9. Other assertions by the Defendant
On the other hand, while the Defendant asserts that the operation of the Nuclear Power Plant leads to a stable power supply and a reduction in costs (III-5), the Court is of the opinion that it is not legally allowed to join a discussion that puts rights so closely linked to the lives of a significant number of people on the same table as the issue of cheap/expensive electricity costs, or to judge the validity of such discussion. In light of the issues such as the rate of Japan’s dependence on nuclear power generation, it can be said that we are in a situation where there is no need to take account of the reasoning that the suspension of power supply due to the shutdown of the Nuclear Power Plant may endanger people’s lives or bodies. With respect to the inconveniences arising from the shutdown of the Nuclear Power Plant, the Defendant’s assertion remains to refer to the issues of stability and the cost of power supply. Although there is a discussion about the drain or loss of national wealth in relation to the issue of costs, even if a large trade deficit is driven by the shutdown of the Nuclear Power Plant, this should not be called the drain or loss of national wealth. The Court is of the opinion that national wealth means what there is abundant land and people residing therein, and that the loss of national wealth means the situation where such wealth can no more be recovered.
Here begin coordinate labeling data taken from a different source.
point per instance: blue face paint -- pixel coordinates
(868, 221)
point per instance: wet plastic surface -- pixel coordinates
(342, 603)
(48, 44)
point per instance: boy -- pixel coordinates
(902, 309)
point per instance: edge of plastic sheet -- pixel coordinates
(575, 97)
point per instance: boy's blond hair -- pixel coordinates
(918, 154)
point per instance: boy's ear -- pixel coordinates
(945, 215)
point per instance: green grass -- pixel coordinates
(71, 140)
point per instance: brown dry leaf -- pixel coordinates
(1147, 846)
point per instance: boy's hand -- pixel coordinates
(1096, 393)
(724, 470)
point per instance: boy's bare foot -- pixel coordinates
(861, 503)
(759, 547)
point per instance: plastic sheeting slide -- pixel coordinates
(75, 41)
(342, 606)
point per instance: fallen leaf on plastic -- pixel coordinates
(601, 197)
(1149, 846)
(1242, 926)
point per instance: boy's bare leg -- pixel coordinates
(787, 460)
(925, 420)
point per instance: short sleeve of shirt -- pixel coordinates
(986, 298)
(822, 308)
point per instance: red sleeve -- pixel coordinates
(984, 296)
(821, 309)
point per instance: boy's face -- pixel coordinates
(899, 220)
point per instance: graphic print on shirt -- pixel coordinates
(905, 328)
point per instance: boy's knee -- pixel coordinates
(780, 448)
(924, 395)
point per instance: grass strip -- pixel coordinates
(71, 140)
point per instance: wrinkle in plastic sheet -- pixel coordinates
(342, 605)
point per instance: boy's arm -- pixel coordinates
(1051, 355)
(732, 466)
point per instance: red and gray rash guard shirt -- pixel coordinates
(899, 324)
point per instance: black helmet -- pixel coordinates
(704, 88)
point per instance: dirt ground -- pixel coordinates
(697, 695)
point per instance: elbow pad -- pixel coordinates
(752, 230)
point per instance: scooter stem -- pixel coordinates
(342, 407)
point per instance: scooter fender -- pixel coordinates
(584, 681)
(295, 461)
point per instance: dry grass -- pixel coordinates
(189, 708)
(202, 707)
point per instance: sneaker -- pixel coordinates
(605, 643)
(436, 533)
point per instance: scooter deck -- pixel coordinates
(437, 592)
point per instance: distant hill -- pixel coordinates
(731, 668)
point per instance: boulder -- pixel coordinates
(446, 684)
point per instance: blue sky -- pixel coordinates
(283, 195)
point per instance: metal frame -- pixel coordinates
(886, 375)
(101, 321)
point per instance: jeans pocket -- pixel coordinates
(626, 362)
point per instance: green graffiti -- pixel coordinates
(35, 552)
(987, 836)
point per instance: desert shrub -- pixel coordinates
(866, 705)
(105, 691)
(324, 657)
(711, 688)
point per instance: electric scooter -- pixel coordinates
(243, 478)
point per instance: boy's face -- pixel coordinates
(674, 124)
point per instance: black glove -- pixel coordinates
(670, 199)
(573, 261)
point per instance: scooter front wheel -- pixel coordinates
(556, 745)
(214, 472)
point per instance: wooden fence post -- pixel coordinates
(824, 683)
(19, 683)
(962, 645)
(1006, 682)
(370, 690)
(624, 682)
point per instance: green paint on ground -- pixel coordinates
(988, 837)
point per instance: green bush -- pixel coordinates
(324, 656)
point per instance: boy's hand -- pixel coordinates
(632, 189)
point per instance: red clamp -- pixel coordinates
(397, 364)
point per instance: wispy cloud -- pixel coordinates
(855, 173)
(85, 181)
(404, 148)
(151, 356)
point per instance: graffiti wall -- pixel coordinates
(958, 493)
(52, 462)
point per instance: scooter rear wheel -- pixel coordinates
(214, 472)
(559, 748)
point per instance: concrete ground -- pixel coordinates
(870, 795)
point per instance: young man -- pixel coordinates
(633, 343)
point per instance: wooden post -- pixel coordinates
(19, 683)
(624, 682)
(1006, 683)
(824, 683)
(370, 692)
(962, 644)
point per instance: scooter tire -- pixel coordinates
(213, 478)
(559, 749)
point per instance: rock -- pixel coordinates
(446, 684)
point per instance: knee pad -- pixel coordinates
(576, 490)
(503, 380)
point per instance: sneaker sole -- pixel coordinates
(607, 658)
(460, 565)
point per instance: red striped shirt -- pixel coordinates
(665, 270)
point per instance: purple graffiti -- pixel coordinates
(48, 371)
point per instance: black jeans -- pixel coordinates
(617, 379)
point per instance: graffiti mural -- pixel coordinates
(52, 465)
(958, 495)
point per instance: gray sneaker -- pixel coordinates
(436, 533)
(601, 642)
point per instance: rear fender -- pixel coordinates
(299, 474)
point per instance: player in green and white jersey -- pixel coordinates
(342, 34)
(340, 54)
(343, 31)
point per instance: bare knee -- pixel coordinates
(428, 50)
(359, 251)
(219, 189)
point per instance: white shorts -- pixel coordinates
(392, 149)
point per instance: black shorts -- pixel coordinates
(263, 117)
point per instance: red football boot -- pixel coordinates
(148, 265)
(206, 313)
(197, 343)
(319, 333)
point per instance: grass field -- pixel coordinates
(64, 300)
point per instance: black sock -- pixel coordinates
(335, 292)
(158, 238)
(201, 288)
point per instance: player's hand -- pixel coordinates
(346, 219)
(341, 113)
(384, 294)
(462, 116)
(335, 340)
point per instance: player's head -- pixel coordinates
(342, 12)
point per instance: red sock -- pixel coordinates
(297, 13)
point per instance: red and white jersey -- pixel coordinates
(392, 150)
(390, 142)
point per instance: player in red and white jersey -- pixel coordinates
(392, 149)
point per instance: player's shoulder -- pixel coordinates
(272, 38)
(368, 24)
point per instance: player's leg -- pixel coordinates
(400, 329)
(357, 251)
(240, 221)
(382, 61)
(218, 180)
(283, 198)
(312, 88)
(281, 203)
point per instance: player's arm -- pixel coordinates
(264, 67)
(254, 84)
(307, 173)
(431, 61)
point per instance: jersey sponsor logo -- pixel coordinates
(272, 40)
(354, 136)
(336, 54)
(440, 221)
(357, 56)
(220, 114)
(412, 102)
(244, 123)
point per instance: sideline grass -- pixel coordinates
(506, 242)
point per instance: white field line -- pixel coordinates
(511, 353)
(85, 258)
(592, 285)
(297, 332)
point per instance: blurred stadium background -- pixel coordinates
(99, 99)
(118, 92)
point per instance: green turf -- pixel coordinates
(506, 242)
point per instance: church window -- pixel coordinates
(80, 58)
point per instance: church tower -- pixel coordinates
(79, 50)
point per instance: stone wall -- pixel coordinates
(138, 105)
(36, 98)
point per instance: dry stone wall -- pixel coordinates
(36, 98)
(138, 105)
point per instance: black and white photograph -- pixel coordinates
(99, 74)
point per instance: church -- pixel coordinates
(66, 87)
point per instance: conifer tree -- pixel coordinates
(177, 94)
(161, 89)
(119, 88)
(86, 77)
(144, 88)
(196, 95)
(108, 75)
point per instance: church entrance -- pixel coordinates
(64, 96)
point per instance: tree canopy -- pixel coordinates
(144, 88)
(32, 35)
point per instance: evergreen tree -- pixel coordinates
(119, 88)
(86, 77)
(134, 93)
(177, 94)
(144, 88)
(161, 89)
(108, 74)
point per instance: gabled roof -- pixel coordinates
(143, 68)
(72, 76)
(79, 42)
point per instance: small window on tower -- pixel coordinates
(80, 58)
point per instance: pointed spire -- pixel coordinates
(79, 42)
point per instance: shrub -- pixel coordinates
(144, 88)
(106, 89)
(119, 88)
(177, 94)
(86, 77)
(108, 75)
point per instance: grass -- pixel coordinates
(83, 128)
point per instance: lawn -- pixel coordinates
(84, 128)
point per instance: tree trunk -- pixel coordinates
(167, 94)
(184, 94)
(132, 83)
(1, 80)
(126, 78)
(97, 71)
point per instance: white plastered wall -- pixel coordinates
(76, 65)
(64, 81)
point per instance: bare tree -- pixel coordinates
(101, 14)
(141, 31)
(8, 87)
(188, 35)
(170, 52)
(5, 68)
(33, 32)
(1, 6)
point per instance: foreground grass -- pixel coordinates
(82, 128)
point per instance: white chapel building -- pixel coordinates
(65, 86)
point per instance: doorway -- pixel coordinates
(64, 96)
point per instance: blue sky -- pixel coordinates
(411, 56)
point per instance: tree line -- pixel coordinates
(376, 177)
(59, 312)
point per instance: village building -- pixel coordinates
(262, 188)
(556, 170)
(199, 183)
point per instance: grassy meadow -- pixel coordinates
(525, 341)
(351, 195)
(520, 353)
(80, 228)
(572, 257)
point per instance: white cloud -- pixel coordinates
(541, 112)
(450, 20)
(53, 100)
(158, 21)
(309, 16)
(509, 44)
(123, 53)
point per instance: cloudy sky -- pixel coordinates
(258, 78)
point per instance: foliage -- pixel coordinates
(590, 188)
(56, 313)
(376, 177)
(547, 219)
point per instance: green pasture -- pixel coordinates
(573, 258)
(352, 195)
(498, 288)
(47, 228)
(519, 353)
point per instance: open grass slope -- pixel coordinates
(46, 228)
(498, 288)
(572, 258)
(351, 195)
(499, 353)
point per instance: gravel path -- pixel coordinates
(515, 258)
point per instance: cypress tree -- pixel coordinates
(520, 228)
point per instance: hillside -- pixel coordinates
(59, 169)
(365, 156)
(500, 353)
Moreover, although the Defendant asserts that nuclear power has an environmental advantage because the operation of nuclear power plants contributes to the reduction of CO2 (carbon dioxide) emissions (III-6), in light of the fact that environmental pollution arising from a severe accident at a nuclear power plant is horrible, and that the accident that occurred at the Fukushima Nuclear Power Plant Accident is the largest environmental pollution ever since the foundation of the country, it is absolutely absurd to see such environmental issues as a basis for continuing the operation of the Nuclear Power Plant.
For all these reasons, and because it is found that the Plaintiffs who live in a 250 km radius from the Ohi Nuclear Power Plant (the Plaintiffs listed in Exhibit “List of Plaintiffs 1”) face the real risk that their personal rights can be directly infringed by the operation of the Nuclear Power Plant, the claims by the Plaintiffs should be accepted.
The Plaintiffs assert that, if a severe accident occurs at the Nuclear Power Plant,
the employees of the neighboring nuclear power plants will also be forced to evacuate, thereby causing accidents at such nuclear power plants and a chain reaction of similar events, which will result in damage by which all Japanese people may lose the foundations of their lives. The Plaintiffs also assert that, because in the case of the Chernobyl accident, the areas polluted by radioactive substances still exist up to a radius of at least 1,000 km from Chernobyl, all the Plaintiffs are entitled to file the Claims (3-7). Although these assertions are understandable, the risk assumed here is not deemed as a real risk that sufficiently forms the basis for a legal injunction against a specific nuclear power plant, that is, the Nuclear Power Plant. Therefore, the claim by the Plaintiffs who live outside a 250 km radius from the Ohi Nuclear Power Plant (the Plaintiffs listed in Exhibit “List of Plaintiff 2”) is groundless and shall, therefore, be dismissed.